Question

A sample of \(\mathrm{CO}_{2}\) gas at \(22{ }^{\circ} \mathrm{C}\) and 1.00 atm has a volume of \(2.00 \mathrm{~L} .\) Determine the ratio of the original volume to the final volume when (a) the pressure and amount of gas remain unchanged and the Celsius temperature is doubled. (b) the pressure and amount of gas remain unchanged and the Kelvin temperature is doubled.

Short answer

Answer: (a) The ratio of the original volume to the final volume is approximately 1.07 when the Celsius temperature is doubled. (b) The ratio of the original volume to the final volume is 2 when the Kelvin temperature is doubled.

Step-by-step solution

Label initial and final conditions

In both cases, we'll call the initial volume \(V_1\), the initial temperature \(T_1\), the final volume \(V_2\), and the final temperature \(T_2\). We begin with: \(V_1 = 2.00 \mathrm{~L}, T_1 = 22{ }^{\circ} \mathrm{C}\) and 1.00 atm pressure.

Convert initial temperature to Kelvin

To convert the initial temperature from Celsius to Kelvin, we use the formula: \(T_K = T_C + 273.15\). So, our initial temperature is: \(T_1 = 22 + 273.15 = 295.15\mathrm{~K}\). (a)

Step 3a: Double the Celsius temperature for part (a)

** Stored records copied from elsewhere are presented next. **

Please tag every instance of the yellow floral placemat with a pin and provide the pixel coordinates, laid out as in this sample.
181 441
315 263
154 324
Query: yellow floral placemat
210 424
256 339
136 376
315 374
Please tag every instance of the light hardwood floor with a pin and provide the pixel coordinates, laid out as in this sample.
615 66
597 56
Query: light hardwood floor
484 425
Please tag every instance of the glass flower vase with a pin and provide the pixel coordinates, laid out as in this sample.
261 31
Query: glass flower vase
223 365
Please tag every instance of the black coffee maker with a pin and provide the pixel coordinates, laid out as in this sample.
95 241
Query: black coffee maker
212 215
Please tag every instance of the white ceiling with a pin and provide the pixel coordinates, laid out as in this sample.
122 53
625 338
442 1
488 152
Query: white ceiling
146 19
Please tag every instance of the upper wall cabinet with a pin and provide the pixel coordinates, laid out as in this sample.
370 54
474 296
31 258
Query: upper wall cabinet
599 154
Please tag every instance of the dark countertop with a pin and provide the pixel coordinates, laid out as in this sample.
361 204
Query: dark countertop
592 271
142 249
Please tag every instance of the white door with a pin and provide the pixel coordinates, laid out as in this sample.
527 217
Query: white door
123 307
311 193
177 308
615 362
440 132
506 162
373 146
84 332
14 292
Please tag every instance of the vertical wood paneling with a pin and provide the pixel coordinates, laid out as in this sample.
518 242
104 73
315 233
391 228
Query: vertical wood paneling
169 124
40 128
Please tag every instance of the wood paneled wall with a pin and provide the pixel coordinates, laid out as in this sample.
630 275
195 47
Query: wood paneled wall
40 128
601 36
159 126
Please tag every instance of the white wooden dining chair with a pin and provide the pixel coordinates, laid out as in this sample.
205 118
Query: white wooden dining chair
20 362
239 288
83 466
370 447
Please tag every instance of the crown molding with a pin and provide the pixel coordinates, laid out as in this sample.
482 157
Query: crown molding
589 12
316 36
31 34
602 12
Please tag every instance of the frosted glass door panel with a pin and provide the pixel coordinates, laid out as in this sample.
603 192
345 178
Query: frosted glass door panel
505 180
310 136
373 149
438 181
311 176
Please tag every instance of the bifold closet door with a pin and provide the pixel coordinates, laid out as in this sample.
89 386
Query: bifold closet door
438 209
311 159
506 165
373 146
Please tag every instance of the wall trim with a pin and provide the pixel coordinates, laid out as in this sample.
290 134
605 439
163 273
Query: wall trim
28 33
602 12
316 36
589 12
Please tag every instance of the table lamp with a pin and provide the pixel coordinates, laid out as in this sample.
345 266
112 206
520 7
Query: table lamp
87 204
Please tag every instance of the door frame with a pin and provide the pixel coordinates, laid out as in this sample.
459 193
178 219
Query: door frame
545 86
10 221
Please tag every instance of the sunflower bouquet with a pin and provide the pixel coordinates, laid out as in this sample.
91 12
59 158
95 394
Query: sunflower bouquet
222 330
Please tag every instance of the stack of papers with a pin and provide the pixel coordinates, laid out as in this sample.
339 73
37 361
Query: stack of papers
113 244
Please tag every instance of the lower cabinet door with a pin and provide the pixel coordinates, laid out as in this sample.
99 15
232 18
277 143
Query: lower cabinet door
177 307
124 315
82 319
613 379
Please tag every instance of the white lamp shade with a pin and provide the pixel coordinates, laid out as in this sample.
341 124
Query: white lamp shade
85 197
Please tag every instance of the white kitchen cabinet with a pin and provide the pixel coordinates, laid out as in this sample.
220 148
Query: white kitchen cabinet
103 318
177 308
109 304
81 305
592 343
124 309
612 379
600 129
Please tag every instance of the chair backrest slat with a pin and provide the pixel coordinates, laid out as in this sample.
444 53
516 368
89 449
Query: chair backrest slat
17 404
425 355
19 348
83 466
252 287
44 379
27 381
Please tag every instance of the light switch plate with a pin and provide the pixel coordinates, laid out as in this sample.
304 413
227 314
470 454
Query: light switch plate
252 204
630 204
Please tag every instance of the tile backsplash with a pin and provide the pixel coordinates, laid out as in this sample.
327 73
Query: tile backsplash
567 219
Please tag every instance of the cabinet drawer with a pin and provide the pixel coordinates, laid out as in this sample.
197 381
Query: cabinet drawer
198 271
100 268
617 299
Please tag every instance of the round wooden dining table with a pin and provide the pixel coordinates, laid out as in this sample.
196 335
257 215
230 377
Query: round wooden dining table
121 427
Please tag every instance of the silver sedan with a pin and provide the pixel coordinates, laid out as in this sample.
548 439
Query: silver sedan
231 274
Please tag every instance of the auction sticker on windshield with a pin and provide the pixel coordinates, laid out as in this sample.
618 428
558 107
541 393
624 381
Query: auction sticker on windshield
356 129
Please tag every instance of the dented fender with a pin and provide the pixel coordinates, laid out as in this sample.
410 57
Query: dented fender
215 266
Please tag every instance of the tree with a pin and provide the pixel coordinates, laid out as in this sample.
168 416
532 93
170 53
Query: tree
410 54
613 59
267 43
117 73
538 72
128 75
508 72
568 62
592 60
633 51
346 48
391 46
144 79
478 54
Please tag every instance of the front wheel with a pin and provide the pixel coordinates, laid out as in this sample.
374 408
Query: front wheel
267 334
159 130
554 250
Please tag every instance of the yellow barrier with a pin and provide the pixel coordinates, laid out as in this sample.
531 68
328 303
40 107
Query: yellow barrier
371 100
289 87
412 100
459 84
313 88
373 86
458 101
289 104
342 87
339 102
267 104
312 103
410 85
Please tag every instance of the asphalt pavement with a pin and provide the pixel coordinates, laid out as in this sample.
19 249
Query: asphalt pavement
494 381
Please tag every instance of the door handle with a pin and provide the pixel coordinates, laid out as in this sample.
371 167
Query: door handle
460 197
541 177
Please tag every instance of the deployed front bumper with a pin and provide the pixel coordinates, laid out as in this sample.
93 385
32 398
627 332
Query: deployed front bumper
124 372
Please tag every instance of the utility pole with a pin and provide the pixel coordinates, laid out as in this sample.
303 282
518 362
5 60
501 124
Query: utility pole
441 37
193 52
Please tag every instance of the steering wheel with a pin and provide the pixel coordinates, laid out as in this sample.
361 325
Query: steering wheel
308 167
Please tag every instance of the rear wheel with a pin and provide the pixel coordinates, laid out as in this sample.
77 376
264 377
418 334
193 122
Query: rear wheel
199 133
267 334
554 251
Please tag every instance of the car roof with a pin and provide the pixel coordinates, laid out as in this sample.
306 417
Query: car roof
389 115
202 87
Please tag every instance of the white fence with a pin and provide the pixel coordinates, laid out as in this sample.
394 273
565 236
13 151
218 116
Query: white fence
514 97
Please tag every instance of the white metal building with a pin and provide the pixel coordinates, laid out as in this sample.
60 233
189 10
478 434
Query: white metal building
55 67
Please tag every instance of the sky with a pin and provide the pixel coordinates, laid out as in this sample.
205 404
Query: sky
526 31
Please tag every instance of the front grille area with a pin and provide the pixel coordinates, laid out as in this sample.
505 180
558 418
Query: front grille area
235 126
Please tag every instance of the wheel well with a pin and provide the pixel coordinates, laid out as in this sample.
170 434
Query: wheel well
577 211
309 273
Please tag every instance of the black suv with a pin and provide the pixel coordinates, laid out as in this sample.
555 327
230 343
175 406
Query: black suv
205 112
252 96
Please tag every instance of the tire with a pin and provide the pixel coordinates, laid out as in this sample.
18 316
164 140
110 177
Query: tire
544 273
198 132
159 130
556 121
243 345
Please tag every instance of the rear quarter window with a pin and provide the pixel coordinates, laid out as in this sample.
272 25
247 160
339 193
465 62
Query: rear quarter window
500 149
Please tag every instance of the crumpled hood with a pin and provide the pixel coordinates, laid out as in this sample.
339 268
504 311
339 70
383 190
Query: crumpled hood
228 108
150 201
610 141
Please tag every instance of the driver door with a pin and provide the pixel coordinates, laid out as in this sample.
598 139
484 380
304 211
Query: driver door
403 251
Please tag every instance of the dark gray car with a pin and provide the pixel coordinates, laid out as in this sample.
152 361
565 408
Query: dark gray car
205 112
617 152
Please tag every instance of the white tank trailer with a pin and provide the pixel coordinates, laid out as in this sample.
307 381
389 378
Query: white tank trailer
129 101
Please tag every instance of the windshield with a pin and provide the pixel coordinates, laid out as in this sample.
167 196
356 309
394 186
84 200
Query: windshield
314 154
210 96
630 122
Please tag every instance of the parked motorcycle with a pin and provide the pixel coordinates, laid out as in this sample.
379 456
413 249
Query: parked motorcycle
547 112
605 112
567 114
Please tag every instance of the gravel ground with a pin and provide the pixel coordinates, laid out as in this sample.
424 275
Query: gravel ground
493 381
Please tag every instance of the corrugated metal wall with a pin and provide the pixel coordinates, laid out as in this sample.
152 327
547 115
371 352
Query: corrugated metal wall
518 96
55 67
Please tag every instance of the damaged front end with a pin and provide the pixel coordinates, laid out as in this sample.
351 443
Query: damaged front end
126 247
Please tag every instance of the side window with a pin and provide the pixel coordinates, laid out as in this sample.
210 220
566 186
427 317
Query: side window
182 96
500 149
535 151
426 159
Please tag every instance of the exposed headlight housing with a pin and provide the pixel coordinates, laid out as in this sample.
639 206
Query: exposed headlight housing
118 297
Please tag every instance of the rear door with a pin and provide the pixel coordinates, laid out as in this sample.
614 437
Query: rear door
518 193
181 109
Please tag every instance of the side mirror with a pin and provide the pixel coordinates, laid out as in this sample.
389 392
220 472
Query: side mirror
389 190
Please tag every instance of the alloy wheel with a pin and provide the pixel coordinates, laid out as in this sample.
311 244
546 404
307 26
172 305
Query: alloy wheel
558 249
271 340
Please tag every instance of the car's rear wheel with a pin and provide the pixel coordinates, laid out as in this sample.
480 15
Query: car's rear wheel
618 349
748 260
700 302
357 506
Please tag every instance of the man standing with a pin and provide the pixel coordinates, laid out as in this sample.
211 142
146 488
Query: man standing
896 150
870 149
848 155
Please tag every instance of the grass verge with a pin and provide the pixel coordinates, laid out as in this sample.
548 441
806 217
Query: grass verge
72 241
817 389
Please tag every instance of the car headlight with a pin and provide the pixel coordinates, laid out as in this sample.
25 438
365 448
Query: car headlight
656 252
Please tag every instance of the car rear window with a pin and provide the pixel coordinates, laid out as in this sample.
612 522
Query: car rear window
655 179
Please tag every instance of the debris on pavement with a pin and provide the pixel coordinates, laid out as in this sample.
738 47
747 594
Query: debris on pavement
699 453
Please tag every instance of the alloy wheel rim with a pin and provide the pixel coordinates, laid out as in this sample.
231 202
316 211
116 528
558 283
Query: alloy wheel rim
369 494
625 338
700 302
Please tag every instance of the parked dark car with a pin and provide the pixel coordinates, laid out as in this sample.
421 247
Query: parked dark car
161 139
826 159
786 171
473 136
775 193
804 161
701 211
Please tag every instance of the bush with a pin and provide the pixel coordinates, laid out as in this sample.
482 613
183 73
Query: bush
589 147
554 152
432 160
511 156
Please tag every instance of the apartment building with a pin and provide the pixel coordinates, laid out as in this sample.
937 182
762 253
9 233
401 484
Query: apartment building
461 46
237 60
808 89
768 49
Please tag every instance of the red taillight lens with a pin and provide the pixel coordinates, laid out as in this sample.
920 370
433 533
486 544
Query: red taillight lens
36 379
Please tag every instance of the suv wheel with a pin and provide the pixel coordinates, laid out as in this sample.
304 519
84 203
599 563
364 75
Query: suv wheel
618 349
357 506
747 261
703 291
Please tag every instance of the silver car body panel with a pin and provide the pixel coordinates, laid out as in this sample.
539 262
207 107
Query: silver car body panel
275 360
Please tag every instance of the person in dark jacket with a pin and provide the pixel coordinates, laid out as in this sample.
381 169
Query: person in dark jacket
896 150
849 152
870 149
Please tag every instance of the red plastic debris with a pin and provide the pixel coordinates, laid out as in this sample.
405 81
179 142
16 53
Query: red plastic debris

To find the final temperature for part (a), we need to double the initial Celsius temperature and then convert it to Kelvin: \(T_{2a} = 2 * 22 = 44{ }^{\circ} \mathrm{C}\) and \(T_{2a} = 44 + 273.15 = 317.15\mathrm{~K}\).

Step 4a: Find the volume ratio for part (a)

Using the proportionality \(V \propto T\), we can write the volume ratio: \((V_2/V_1) = (T_2/T_1)\). For part (a), this becomes: \((V_2/V_1) = (T_{2a}/T_1) = (317.15/295.15)\). The volume ratio for part (a) is approximately \(1.07\). (b)

Step 3b: Double the Kelvin temperature for part (b)

To find the final temperature for part (b), we need to double the initial Kelvin temperature: \(T_{2b} = 2 * 295.15 = 590.3\mathrm{~K}\)

Step 4b: Find the volume ratio for part (b)

Again using the proportionality, we can write the volume ratio: \((V_2/V_1) = (T_2/T_1)\). For part (b), this becomes: \((V_2/V_1) = (T_{2b}/T_1) = (590.3/295.15)\). The volume ratio for part (b) is \(2\). In conclusion, (a) the ratio of the original volume to the final volume is approximately \(1.07\) when the Celsius temperature is doubled, and (b) the ratio of the original volume to the final volume is \(2\) when the Kelvin temperature is doubled.